BTU Calculator

Calculate the heating or cooling capacity (BTU/h, kW and tons) needed for a room, based on dimensions, insulation quality and climate zone.

What this calculates

Calculates the room heating or cooling load in watts, BTU/h and tons, and recommends an equipment category. Windows add 150 W each as a fixed supplement.

Formula used

Load (W) = volume × W/m³ (by climate) × insulation factor + windows × 150 W. BTU/h = W × 3.412. Tons = BTU/h ÷ 12,000.

Worked example

A 5 m × 4 m × 2.7 m room in a moderate climate with average insulation and 1 window: volume = 54 m³. Base load = 54 × 30 × 1.0 = 1,620 W + 150 W = 1,770 W ≈ 6,037 BTU/h ≈ 0.5 tons. Recommended: mini-split 9,000 BTU/h.

W/m³ reference by climate

Hot climate: 18 W/m³. Moderate: 30 W/m³. Cold: 45 W/m³. Very cold: 60 W/m³. These are starting estimates — real loads depend on orientation, glazing area, occupancy and ventilation.

When not to use this calculator

Full HVAC design for commercial buildings, multi-room systems and high-performance buildings requires a Manual J calculation or equivalent energy simulation. Use this for a first estimate only.

How to use this calculator

  1. Enter the room length, width and ceiling height in meters.
  2. Enter the number of windows — each adds approximately 150 W to the load.
  3. Select insulation quality — "poor" for pre-1980 construction with minimal insulation, "average" for standard code-compliant buildings, "good" for modern well-insulated or PassivHaus buildings.
  4. Select the climate zone that best matches your location.
  5. Click "Calculate BTU" to see the load in watts, BTU/h and tons, plus an equipment category recommendation.

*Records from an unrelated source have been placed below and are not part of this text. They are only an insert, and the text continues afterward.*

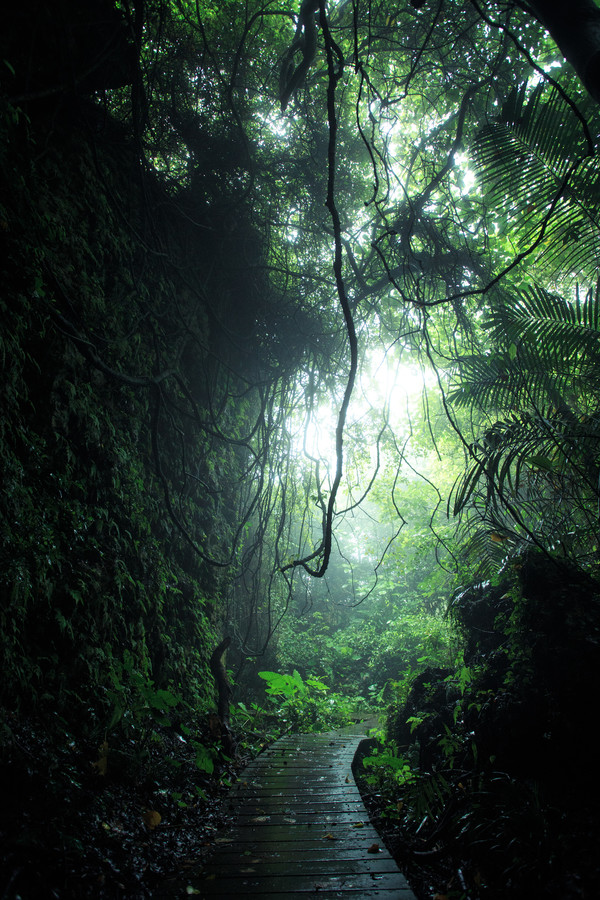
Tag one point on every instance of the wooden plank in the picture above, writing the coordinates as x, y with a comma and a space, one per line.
301, 829
299, 883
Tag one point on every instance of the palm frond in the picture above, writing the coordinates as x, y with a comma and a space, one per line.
535, 166
549, 353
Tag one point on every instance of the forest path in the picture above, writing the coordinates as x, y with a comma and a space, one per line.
301, 828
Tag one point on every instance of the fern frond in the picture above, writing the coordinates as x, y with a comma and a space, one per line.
535, 166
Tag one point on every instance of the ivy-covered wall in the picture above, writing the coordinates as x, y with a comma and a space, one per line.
118, 502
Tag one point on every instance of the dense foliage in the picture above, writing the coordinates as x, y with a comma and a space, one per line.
299, 338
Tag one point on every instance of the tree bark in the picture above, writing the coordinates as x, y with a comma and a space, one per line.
574, 25
217, 667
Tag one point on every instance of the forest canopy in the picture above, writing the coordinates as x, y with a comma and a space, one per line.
301, 350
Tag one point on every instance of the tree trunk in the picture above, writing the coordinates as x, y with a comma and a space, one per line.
217, 667
574, 25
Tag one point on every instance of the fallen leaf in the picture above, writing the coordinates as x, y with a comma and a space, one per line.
151, 818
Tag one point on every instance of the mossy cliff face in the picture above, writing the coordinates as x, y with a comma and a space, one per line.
113, 558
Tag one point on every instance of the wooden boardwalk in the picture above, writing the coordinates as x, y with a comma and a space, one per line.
302, 829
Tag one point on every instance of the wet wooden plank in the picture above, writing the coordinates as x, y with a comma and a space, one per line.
301, 829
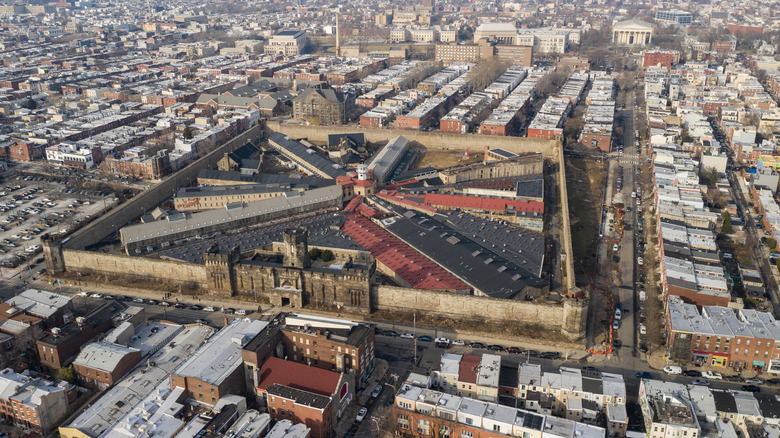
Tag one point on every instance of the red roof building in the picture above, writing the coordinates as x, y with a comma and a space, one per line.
305, 394
448, 202
397, 259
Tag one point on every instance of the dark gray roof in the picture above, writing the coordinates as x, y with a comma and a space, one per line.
224, 175
356, 138
482, 268
524, 247
531, 187
301, 397
303, 157
724, 401
323, 231
328, 93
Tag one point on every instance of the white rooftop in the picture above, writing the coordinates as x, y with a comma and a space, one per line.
222, 353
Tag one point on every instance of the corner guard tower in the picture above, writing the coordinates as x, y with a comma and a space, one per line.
52, 252
296, 248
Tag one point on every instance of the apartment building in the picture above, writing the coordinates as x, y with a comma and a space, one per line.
720, 336
101, 364
216, 369
32, 403
424, 412
288, 43
74, 155
667, 409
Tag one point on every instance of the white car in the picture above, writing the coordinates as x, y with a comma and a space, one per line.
673, 370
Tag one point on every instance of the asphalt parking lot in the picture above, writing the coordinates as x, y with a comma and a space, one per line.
33, 205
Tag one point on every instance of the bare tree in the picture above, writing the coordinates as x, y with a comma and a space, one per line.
484, 73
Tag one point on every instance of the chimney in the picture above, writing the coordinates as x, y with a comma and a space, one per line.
338, 37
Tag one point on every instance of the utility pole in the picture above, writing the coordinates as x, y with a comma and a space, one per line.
414, 333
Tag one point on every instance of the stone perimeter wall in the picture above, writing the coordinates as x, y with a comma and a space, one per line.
123, 214
467, 306
398, 299
435, 140
118, 266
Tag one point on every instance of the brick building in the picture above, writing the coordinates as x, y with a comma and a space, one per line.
721, 336
57, 348
151, 168
323, 105
33, 403
215, 369
665, 58
100, 364
299, 406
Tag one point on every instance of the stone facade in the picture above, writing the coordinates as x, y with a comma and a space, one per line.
292, 282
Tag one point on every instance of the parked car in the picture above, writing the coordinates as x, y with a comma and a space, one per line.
712, 375
361, 414
672, 370
442, 342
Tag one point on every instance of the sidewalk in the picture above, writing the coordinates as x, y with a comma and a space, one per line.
378, 377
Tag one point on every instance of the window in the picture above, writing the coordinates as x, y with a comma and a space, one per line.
423, 427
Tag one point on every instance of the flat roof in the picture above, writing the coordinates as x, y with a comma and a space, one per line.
210, 218
307, 156
494, 275
108, 409
103, 356
215, 360
39, 302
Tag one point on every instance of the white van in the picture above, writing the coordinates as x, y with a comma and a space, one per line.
673, 370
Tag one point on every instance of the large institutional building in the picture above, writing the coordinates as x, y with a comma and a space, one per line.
632, 33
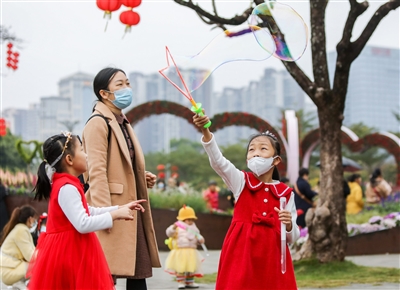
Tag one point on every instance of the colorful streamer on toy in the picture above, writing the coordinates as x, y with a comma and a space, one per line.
284, 25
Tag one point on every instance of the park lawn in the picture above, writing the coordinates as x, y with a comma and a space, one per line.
311, 273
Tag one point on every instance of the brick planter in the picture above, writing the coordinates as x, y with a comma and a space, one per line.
380, 242
212, 227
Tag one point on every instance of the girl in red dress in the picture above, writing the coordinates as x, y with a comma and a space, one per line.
251, 253
68, 254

HVAC sizing methodology — simplified vs. Manual J

This calculator uses a volume-based approximation (W/m³ × insulation factor). It is suitable for quick estimates. Professional HVAC design uses ASHRAE Manual J (USA), CIBSE Guide A (UK) or equivalent national standards, which account for:

  • Solar gain through glazing (orientation, shading, glass specification)
  • Internal heat gains from people, lighting and equipment
  • Air infiltration and mechanical ventilation rates
  • Thermal mass of building fabric
  • Design temperatures (outdoor dry-bulb and wet-bulb for cooling; outdoor minimum for heating)

For a single room with standard construction, the volume-based method is typically within 15–25% of a Manual J result. For whole-house systems, multi-zone HVAC or energy-efficient buildings, use professional load calculations.

Avoiding the most expensive HVAC mistake — oversizing

The instinct to "buy bigger for safety" is counterproductive with HVAC. An oversized unit:

  • Short-cycles: Reaches setpoint quickly and shuts off before properly dehumidifying the air — results in damp, clammy conditions even at the right temperature.
  • Wears out faster: Frequent start/stop cycles stress the compressor more than continuous operation.
  • Consumes more energy per hour of actual conditioning than a correctly sized unit running longer.

Size to the load, not to a "maximum possible" scenario. Use the insulation factor to account for building quality rather than padding the result.

Frequently asked questions

How many BTU do I need per m²?

Roughly 80–100 BTU/h per m² (with 2.5 m ceiling) in a moderate climate with average insulation. Use more for cold climates or poor insulation.

What is a ton of AC?

1 ton = 12,000 BTU/h ≈ 3.5 kW. A 1.5-ton mini-split delivers 18,000 BTU/h.

How do I convert BTU to kW?

BTU/h ÷ 3,412 = kW. Or kW × 3,412 = BTU/h.

What size mini-split do I need?

Round up your BTU/h result to the nearest standard size: 9,000 / 12,000 / 18,000 / 24,000 BTU/h. Avoid oversizing — it causes humidity issues.

Assumptions

  • W/m³ base values: hot 18, moderate 30, cold 45, very cold 60.
  • Insulation factors: poor 1.3×, average 1.0×, good 0.75×.
  • Windows: +150 W each (fixed supplement).
  • Does not include solar gain, occupancy, equipment heat or ventilation loads.
Technical warning

This is a simplified heating/cooling estimate. HVAC equipment sizing for comfort, code compliance or energy efficiency certification requires a professional load calculation (e.g., ASHRAE Manual J or equivalent).

Common mistakes

  • Oversizing — too large a unit short-cycles and fails to dehumidify properly.
  • Not accounting for solar gain through south-facing glazing.
  • Forgetting that open-plan spaces need the total combined area calculated.